Third Way (Troisième voie) is a French Third Position organization founded in 1985 by a merger of the small neo-fascist group Mouvement Nationaliste Révolutionnaire (English: National Revolutionary Movement), which gathered former members of François Duprat's Revolutionary Nationalist Groups, with dissidents from the Party of New Forces.
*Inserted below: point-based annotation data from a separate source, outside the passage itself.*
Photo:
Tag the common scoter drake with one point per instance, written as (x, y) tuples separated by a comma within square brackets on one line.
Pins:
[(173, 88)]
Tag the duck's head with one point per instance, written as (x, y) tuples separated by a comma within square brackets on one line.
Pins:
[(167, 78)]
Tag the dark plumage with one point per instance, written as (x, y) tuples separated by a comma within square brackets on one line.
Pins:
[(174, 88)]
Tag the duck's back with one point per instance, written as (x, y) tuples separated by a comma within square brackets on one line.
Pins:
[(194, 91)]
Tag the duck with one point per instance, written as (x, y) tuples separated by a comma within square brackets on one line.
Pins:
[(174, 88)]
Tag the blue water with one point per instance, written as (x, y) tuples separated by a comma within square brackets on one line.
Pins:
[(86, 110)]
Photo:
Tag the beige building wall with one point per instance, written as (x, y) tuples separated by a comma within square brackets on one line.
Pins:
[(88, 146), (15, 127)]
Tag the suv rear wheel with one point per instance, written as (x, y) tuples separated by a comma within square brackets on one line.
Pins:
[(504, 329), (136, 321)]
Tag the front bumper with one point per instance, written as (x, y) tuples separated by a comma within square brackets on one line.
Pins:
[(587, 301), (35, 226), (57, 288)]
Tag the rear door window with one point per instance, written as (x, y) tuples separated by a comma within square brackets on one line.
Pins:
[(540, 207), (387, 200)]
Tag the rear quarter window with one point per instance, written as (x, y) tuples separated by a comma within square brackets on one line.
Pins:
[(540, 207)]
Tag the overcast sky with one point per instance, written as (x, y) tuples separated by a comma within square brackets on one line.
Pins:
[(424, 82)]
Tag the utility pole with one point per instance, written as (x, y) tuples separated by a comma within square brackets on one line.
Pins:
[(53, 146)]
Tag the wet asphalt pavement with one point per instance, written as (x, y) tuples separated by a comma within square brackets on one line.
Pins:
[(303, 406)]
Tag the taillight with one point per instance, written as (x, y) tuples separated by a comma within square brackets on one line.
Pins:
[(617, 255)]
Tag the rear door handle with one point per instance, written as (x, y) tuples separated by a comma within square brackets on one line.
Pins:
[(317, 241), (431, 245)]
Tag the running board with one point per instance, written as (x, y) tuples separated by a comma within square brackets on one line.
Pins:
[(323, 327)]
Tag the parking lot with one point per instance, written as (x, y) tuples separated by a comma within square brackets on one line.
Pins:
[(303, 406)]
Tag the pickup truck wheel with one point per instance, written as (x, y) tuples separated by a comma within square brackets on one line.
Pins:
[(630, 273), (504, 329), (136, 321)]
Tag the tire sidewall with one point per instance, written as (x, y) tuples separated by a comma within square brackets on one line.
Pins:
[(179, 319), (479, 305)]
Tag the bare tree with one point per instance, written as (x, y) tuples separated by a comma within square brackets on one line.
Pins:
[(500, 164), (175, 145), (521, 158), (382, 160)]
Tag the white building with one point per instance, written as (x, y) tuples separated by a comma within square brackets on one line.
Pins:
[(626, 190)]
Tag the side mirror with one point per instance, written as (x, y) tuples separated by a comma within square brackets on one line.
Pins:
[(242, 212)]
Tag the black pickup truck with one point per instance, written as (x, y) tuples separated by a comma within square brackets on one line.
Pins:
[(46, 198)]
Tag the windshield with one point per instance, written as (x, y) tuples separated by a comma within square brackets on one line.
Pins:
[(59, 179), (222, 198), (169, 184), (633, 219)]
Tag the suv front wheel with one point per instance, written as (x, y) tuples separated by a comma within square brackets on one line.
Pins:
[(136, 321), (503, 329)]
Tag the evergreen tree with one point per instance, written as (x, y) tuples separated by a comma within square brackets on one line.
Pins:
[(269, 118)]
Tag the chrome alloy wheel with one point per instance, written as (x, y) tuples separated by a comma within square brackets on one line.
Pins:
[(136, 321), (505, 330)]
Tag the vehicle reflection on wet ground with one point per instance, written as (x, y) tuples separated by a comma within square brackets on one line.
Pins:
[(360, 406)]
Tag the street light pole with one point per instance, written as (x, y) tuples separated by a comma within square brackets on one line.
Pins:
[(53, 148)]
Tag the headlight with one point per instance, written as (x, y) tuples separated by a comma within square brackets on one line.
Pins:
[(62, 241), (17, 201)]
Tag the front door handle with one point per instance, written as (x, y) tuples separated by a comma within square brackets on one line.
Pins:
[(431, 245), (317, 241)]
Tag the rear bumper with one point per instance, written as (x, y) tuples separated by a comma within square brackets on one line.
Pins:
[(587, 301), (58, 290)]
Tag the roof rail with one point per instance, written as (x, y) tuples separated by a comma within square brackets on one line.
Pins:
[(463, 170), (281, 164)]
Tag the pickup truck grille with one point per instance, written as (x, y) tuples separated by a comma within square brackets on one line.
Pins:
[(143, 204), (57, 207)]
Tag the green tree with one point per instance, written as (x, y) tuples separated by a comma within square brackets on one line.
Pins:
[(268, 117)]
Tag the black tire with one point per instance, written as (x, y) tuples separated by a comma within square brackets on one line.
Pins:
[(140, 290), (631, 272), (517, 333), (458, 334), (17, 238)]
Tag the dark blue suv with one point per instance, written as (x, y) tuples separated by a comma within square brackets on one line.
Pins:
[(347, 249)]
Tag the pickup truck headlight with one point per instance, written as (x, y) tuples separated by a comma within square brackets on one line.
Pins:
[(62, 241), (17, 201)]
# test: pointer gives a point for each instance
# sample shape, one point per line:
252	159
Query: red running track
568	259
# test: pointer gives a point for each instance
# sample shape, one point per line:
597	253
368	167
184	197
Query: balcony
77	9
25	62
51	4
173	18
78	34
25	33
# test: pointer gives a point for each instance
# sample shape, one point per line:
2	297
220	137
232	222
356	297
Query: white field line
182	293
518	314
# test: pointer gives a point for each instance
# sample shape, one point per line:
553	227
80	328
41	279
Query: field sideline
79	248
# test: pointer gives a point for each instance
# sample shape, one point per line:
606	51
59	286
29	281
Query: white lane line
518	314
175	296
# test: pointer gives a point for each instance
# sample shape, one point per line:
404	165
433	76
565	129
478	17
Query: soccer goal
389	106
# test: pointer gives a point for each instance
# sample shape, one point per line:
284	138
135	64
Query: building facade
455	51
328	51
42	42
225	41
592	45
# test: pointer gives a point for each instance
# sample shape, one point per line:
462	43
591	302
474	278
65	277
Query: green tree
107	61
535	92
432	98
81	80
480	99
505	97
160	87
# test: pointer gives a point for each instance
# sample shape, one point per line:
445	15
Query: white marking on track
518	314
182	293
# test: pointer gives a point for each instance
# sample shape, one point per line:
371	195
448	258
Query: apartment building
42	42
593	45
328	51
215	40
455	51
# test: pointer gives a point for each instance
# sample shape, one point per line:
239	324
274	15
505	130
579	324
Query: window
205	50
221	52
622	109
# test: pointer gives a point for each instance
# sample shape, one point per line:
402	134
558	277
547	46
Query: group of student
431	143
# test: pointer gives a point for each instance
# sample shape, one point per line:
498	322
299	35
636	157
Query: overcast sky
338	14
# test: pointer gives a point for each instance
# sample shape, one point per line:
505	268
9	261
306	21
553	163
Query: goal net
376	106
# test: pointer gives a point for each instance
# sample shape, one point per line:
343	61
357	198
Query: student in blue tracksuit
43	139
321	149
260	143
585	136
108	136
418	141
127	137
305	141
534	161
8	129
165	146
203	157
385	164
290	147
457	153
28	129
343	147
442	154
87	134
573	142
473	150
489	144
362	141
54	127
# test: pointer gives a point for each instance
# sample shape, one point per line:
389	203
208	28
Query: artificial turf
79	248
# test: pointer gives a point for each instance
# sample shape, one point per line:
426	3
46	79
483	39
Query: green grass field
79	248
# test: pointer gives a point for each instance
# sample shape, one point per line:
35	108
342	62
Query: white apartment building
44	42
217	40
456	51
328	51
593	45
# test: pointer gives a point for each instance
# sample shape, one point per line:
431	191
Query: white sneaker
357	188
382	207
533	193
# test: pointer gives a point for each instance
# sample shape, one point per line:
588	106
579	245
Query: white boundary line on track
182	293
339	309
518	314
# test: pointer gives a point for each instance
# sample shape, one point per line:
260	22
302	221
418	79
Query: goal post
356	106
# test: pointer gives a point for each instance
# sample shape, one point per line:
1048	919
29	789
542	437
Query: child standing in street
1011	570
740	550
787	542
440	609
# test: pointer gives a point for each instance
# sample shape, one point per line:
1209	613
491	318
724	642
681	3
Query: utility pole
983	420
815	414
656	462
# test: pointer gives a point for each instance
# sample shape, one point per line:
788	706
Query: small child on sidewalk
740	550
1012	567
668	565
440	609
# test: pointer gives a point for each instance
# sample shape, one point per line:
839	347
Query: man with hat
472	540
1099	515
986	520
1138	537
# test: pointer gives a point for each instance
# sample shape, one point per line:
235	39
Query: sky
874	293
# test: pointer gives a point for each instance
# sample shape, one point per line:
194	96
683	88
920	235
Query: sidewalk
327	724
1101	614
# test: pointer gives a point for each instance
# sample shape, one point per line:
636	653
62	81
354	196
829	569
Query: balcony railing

Led by Jean-Gilles Malliarakis, the party adopted the slogan of "neither trusts nor soviets" ("ni trusts, ni soviets") and stood against communism, capitalism, and Zionism. It used a trident as its emblem. For a time the party was associated with the Groupe Union Défense but maintained a generally poor relationship with the Front National (FN). This was the case until 1991 when Malliarakis decided to approach the FN, leading to a schism within the party from those who felt the FN did not conform to their way of thinking. As a result, Christian Bouchet and his followers split off to form Nouvelle Résistance, a group that was to be more National Bolshevik in tone. The Third Way itself remained in the hands of Malliarakis but was dissolved soon after the split.

Troisième voie also maintained links with the white power music scene as Gaël Bodilis, who set up the Rebelles Européens record label in Brest, was for a time a member of the group.